McDonald's - which is
the biggest chain and 80 per cent owned by franchisees - is still
pushing ahead with plans to expand in the recession.
McDonald's has 143 New Zealand restaurants and plans for an extra 30 franchised stores.
Meanwhile,
the Tasman Pacific Foods chain is understood to be facing a deadline
while negotiating to sell its Burger King master franchise and 42
outlets.
More than one party is believed to have taken due diligence on Tasman Pacific Foods.
Last month TPF sold Hell Pizza back to its original owners after just 20 months.
It
is is understood that the most advanced interest in Burger King - from
the movie chain Reading Cinemas - is close to a deadline that would
close the deal.
But the
master franchising business model underlining Burger King appears to
have some basic similarities with the master franchise arrangements
Restaurant Brands had with Pizza Hut, and more successfully with KFC.

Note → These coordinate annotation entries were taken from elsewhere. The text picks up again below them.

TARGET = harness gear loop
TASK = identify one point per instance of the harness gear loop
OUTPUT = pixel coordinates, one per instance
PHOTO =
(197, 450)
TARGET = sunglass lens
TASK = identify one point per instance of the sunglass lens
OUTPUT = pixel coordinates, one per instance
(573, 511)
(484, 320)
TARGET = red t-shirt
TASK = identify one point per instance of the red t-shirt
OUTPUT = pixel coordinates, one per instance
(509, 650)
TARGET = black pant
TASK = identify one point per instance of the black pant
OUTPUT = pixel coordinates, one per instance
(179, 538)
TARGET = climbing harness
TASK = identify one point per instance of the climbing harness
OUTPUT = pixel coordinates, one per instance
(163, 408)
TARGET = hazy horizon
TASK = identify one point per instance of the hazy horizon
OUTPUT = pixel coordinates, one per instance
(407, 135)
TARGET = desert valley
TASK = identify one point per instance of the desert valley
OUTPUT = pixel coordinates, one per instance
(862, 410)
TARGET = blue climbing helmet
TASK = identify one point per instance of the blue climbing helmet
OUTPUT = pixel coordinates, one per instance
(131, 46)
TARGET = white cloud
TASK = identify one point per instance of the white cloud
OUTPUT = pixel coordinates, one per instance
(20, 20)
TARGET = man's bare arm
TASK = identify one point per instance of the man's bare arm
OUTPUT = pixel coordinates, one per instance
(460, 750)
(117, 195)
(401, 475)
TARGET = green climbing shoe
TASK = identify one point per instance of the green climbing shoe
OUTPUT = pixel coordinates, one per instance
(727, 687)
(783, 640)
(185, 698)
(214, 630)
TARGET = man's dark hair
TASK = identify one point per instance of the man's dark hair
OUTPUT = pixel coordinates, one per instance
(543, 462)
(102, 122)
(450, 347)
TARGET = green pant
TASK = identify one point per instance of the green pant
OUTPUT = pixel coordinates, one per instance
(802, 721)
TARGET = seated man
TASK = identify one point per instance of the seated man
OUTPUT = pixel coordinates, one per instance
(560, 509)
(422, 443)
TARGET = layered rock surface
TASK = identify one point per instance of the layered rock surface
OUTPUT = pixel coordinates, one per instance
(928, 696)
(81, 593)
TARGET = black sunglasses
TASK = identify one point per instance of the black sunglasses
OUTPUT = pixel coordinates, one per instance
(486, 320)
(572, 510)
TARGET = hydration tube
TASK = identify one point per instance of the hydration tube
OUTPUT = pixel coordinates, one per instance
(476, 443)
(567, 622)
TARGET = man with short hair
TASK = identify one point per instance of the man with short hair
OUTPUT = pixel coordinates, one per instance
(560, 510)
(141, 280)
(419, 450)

Restaurant Brands - which also owns Starbucks Coffee - yesterday laid out its plans to cut away a piece of Pizza Hut.
The
company, whose profits have been undermined by its troubled pizza
operation, signed a deal for an initial 10-year period, with a further
10-year right of renewal.
It entails a progressive sell-down of stores to individual owner operators.
Some
stores were better suited to hands-on owner management and it was
envisaged that up to 10 of the 92 stores could be sold to independent
franchisees in the first year, said chief executive Russel Creedy.
The
company would definitely not be dropping out of Pizza Hut altogether.
Asked about buyers, Creedy said planning was not complete but several
had already approached Restaurant Brands, and the stores sold would
likely be in geographically isolated positions.
Interested
buyers were mostly NZ-based, but also included fast food operators from
Australia, including parties who owned Pizza Hut franchises there or
worked with other fast food chains.
Creedy said that as part of
the re-alignment of the business, Restaurant Brands would work more
closely with Yum Australia, leveraging marketing resources and
advertising materials for the Pizza Hut brand.
Creedy said
there had been no change to the existing arrangements with Yum under
which eight dine-in restaurants were to be progressively closed by 2010.
McDonald's
New Zealand managing director Mark Hawthorne said the fast food market
was marked by the permanent inclusion of low cost products.
He said that McDonald's performance was similar to what it enjoyed before the recession.